Judges from at least 14 European countries will march in Warsaw on January 11 in defence of the rule of law in Poland, as the Polish Senate considers a law which would significantly erode judicial independence.

Judges are expected to join the march from the Netherlands, Austria, Greece, Germany, Hungary, Croatia, Portugal, Denmark, France, Italy, Norway, Romania, Estonia and Ireland.

Organisers say the march is non-political and centred on legal issues and values.

“It’s important to have people say ‘enough is enough’, because a campaign against judges has been running for years, with government politicians leading the attacks,” says the organiser, Poznan district judge Monika Frackowiak.

Since 2015, the Polish government has introduced a series of new legislative and policy measures that critics claim have already undermined the independence of the judiciary.

These include politicising judicial appointments, giving the minister of justice the exclusive power to dismiss and appoint presidents and vice-presidents of courts.

Between September 2017 and February 2018, the Polish authorities removed more than 130 presidents and vice-presidents of common courts, and replaced them with officials chosen by the minister of justice.

The law on the supreme court was also changed, so that members of parliament rather than judges themselves have the power to make judicial appointments.

In June 2019, the Court of Justice of the European Union ruled that the amended law on the supreme court was in breach of EU law, while in November the court also declared that the law, which introduced different retirement ages for female and male judges, was discriminatory and against EU law.

Poland’s ruling nationalist Law and Justice party (PiS) says its reforms make the judiciary more efficient.

The latest bone of contention is a draft law, already approved by the lower house of parliament, which would allow judges who question planned reforms to be disciplined.
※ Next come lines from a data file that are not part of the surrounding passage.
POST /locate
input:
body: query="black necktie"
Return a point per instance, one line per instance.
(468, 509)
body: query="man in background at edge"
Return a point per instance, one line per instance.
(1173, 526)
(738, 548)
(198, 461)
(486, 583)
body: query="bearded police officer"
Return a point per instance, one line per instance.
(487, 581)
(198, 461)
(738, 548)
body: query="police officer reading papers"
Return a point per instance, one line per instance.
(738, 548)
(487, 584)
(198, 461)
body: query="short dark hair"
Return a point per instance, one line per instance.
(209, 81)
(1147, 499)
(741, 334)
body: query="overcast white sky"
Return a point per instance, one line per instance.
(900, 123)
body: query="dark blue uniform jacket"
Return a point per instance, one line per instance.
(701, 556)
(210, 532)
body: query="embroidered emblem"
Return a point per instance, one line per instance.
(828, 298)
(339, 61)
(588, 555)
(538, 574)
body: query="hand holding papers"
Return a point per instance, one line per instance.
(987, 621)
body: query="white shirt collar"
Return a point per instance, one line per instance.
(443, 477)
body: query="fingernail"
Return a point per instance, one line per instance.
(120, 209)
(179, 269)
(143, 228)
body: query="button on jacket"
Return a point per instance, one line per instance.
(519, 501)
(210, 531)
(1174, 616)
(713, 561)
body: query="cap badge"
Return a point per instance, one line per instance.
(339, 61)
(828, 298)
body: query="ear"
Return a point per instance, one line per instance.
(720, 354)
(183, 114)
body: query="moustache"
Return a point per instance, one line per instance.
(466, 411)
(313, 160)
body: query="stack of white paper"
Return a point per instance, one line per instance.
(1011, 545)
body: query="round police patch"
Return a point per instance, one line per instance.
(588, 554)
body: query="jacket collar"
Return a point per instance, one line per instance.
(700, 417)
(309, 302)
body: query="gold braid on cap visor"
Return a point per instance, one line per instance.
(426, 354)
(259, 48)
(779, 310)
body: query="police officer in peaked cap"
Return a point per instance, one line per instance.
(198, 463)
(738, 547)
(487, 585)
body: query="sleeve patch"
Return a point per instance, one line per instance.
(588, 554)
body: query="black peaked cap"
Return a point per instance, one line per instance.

The Polish Senate is set to vote on the law next week.

In December, former EU Council president Donald Tusk warned that Poland risked blundering out of the EU if the new gagging law on judges was passed.

“They [the Polish government] simply have to withdraw this [gagging law] project,” he added.

Justice Frackowiak is herself said to have suffered years of intimidation and harassment in relation to her stance on judicial independence.

“I feel like an entire machinery is against me,” she said late last year. She is one of more than 30 Polish judges who have been subjected to ongoing disciplinary procedures.

A number of international human rights organisations are also taking part in the Warsaw protest.

“This unprecedented display of solidarity with Polish judges is a response to the growing severity of the crisis facing the country’s judiciary,” says Draginja Nadaždin, the director of Amnesty International Poland.

“The changes would bring the remaining free elements of the Polish courts under the political control of the executive branch, spelling the end of the separation of powers in Poland. We stand in solidarity with all those who are marching in defence of human rights, the rule of law and the independence of Poland’s judiciary.”

On January 10, the commissioner for human rights at the Council of Europe also criticised the new law.

“I am particularly concerned that the provisions of the new bill are designed to further silence dissent among critical judges and prosecutors and curtail their independence,” the commissioner, Dunja Mijatovic, said in a letter to Polish Senate speaker Tomasz Grodzki, published by Poland’s foreign ministry.

Poland’s Deputy Foreign Affairs Minister Szymon Szynkowski vel Sek told a news conference that Mijatovic’s letter constituted “unacceptable meddling” in Poland’s internal affairs.

The government’s response to the international protest scheduled for January 11 will be watched closely across Europe.